Property prices in Mahurangi continue to climb, on the back of strong demand and shrinking supply.
Bayleys researcher Goran Ujdur spoke at a function at the Bayleys Warkworth headquarters on July 6.
He said prices would probably continue to increase for another two years on the back of a strong economy, high migration numbers and a lack of housing supply.
Warkworth was well placed to be a major growth area, with the motorway extension and growth enabled by the Unitary Plan, he said.
Prices in Warkworth had increased by 21 per cent in the past year, up to $687,500, while the number of properties on the market was declining rapidly. In North Rodney, volumes were 40 per cent lower than in May last year. In Auckland, the number of listings was half the historic average of 10,000 a month.
The trend was likely to continue for the next two years, unless there was a global shock, Mr Ujdur said.
The NZ economy was one of the best performers in the OECD, increasing at 2.8 per cent.
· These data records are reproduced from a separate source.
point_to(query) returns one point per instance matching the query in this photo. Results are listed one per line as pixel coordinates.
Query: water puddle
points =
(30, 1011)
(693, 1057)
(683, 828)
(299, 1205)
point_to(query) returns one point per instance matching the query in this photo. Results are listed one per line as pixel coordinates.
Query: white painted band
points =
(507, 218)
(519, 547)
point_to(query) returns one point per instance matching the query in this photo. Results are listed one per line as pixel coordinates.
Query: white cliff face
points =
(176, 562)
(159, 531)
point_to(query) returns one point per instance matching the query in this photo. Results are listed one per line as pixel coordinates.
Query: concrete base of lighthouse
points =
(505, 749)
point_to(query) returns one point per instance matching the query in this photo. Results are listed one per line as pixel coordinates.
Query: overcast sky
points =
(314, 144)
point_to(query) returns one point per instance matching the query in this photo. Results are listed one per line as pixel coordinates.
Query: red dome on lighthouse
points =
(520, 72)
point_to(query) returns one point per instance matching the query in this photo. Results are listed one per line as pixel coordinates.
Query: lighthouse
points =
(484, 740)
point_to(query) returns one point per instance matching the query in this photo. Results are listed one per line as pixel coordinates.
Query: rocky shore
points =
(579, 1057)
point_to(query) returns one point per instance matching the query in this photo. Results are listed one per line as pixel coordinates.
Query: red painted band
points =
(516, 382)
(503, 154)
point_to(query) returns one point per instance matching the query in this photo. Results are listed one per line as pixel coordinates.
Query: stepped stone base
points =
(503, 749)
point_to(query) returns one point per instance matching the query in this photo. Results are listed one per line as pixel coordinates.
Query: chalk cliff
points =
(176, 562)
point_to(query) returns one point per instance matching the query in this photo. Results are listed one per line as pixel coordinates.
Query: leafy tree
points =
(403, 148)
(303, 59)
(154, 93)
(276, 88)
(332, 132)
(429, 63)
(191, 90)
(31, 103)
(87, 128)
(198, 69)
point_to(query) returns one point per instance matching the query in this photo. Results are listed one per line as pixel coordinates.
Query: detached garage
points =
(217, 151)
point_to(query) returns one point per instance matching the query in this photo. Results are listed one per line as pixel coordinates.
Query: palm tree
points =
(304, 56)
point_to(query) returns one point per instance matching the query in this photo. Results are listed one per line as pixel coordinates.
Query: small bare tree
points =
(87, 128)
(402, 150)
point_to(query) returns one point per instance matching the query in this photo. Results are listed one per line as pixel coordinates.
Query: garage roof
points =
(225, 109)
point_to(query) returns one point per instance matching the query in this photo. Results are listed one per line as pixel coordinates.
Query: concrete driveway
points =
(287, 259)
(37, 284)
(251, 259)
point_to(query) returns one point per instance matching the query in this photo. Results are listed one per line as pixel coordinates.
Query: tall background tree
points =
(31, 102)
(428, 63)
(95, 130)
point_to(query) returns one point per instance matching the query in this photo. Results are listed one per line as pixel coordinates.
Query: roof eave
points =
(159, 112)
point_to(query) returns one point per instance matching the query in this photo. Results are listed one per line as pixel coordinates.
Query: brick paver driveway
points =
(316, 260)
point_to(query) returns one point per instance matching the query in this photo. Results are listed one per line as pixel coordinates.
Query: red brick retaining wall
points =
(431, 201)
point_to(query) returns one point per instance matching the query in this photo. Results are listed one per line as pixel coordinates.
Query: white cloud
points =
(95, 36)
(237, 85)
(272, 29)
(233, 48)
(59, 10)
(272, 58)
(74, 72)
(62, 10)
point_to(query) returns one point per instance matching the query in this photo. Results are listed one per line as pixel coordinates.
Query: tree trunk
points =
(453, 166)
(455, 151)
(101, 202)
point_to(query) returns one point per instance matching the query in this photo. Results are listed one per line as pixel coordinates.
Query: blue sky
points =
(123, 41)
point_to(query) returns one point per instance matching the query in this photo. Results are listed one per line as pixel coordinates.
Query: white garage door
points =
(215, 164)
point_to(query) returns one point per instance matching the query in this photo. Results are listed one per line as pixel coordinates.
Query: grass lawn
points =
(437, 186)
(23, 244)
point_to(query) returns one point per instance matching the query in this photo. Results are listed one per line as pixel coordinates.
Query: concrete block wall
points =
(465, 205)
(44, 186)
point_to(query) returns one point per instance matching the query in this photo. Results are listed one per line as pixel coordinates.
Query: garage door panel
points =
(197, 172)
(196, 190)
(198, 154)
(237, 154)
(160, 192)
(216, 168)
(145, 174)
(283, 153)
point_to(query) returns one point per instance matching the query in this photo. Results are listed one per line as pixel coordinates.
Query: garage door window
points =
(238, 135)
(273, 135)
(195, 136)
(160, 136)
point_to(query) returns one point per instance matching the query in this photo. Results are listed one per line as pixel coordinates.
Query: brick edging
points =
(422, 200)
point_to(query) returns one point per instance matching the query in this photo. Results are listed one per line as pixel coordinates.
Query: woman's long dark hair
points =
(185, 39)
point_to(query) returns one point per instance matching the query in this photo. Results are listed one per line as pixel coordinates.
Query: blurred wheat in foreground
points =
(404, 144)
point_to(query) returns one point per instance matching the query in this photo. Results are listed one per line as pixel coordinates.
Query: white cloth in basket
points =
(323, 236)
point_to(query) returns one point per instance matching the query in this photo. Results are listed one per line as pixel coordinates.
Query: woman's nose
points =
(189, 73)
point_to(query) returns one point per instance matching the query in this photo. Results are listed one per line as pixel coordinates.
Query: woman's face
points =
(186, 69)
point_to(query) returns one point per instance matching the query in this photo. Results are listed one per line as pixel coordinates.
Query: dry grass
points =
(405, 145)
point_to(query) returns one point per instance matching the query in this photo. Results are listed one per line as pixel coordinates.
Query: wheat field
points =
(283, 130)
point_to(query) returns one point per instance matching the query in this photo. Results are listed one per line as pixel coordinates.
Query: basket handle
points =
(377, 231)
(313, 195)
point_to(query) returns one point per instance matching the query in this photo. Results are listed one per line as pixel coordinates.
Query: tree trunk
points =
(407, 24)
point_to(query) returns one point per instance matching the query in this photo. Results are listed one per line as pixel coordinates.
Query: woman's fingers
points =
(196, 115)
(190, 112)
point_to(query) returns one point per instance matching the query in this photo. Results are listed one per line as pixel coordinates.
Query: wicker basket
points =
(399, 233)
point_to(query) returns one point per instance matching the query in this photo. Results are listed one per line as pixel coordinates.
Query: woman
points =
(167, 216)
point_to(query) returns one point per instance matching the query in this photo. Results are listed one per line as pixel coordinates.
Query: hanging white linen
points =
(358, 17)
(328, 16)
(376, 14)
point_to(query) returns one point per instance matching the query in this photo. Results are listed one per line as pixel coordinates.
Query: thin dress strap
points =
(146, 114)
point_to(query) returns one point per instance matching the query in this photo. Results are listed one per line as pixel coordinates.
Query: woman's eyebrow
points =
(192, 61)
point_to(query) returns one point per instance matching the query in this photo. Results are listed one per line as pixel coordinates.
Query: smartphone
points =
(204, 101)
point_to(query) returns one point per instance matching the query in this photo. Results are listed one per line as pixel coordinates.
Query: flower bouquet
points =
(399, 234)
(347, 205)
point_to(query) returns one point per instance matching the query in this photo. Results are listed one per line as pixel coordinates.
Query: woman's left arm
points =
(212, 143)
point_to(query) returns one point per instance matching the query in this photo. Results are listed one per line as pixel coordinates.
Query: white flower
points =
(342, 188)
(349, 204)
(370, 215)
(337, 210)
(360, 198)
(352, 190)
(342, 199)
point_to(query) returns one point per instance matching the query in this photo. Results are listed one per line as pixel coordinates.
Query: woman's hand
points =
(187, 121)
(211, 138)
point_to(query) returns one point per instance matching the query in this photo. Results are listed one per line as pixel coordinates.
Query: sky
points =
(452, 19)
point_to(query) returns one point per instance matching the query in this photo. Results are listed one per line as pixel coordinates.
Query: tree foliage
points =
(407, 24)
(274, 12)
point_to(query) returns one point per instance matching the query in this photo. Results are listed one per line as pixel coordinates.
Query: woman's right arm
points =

This was on the back of record tourist numbers, a booming construction and manufacturing and growth in primary industries (excluding dairy).
Population growth had also been at the highest rate in 42 years – the average growth rate has been 14,000 a year over that period, whereas the population grew by 64,000 in the last 12 months. The majority of the growth was coming from immigration from China and India, and returning Kiwis.
Chinese international investment in property was also growing rapidly and NZ was one of the most popular property markets.
External risks to the economy were causing some concern, with the ‘Brexit’ vote causing instability and the ‘Donald Trump-factor’ creating uncertainty ahead of the US election.
Conversely, there had been an increase in interest in NZ property from UK and US buyers.